By John L. Kiener,
Washington County Sessions Judge
Who was Capital Ross Smith, the author of Reminiscences of an Old Timer, “privately printed in 1930.” In Chapter 1, Smith traces his genealogy as follows: “I was born at Jonesboro, Tennessee, June 10, 1846, the oldest of four children; two sisters and a younger brother. My greatgrandparents emigrated to East Tennessee, then the State of North Carolina, about the year of 1870. On my father’s side, John C. Smith settled on the headwaters of Little Limestone, just east of Jonesboro. He held two land grants: one, 1783; the other 1784, from the State of North Carolina. These grants are now in the Lawson McGhee Library at Knoxville, Tennessee.
John C. Smith had two sons; John and Turner; two daughters, Sarah and Martha. Martha married a Snodgrass. Sarah married Josha Babb. In 1809, Turner married Mary Ruble, whose parents came from Virginia and brought with them an old walnut chest made in Ireland in 1788. The Rubles were of Scott-Irish descent, and I am inclined to think the Smiths were of the same stock. My father, W.H. Smith, a son of Turner Smith, lost his left hand in a premature blast near his home. This incapacitated him from hard labor. He afterwards went to school for several terms, and later ran for and was elected County Court Clerk in 1844, a position he held up to his death in August, 1854.
On January 17, 1845, he was married to Mary Ann Mauk by W.H. Russell, a Cumberland Presbyterian minister. On my mother’s side her grandparents were German and came from Pennsylvania in 1779, and settled fourteen miles southwest of Jonesboro on Nola Chucky River. Their name was Mauk.

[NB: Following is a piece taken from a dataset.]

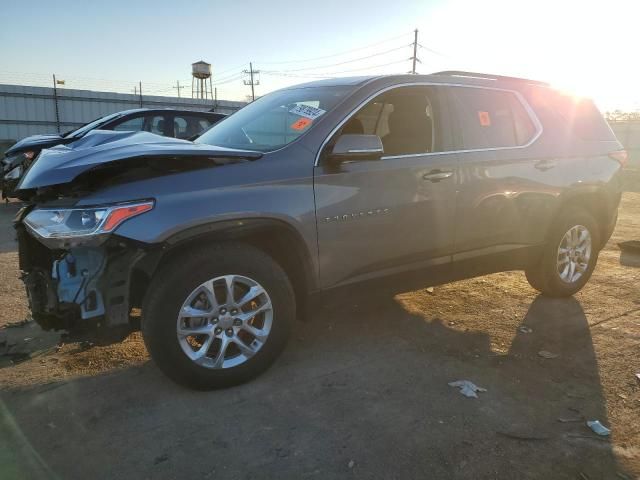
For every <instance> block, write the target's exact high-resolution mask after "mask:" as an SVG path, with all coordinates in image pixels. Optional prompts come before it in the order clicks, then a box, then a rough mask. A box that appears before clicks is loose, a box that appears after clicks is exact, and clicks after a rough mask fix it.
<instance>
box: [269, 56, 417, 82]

My grandfather, Samuel Mauk, married Sarah Broyles. They had four boys and four girls. He built and owned what was then called a cold blast furnace, where iron was made. He also owned a sawmill in the fotires. When both mills were operated, there was quite a little village called Mauktown, which was the voting place in Mauk’s District No. 1. At that time all districts in Washington County were named, not numbered.
In Part I and II of “Old Jonesboro” in the 1850s, a roster of the citizens of Jonesborough commencing at the old cemetery at the east end of Main Street on the north side going west, was listed, ending with the John P. Chester Hotel. Let’s now continue west and pick up Captain Smith’s description.
James H. Dosser, Merchant: Two-story brick. Married twice; a large family. Boys were Robert, Charles Ally, and Frank; two or three daughters; one daughter married Isaac Reeves; Charles is a lawyer. The others followed in the footsteps of their father and are now successful in business. Now the home of Mrs. A.P. Mathis.
The First Presbyterian Church, with R.P. Well, pastor. This building must have been begun in the thirties, as I find some members of the following dates: J.F. Deadrick, 1835; John Allison, 1836; R.L. Blair, 1839; Caroline Crawford, 1840; Deliah Humphrey, 1842; W.K. Blair, 1838. The Deadricks lead in numbers, with the Blairs second, and the Crawfords third. Then comes Chesters, DeVaults, Kennedys, Gammons, Boyds, Jacksons, Greshams, Lyles, Deakins, Naffs, McClures, McLins, Slemons, Nelsons, Stevensons, Sparks, Seviers, Crouchs, Luckys, Smiths, Willetts, Taylors, Rogans, Mathis, Aikens, Barkleys, Maxwells, Murpheys, Byers, Telfords. This was a very prosperous church when I was small. With my father and mother, I attended every Sabbath that the weather permitted and every seat was filled. Each family had its own pew. All pews were numbered, with doors to close. R.P. Wells, being from the North, left at the outbreak of the war. At the close of hostilities there were two factions, the Southern and Northern, both of which claimed to control the polities of the church. A compromise was made in which there are few and they are young, being born since the close of the war. All of the older members have moved or passed away.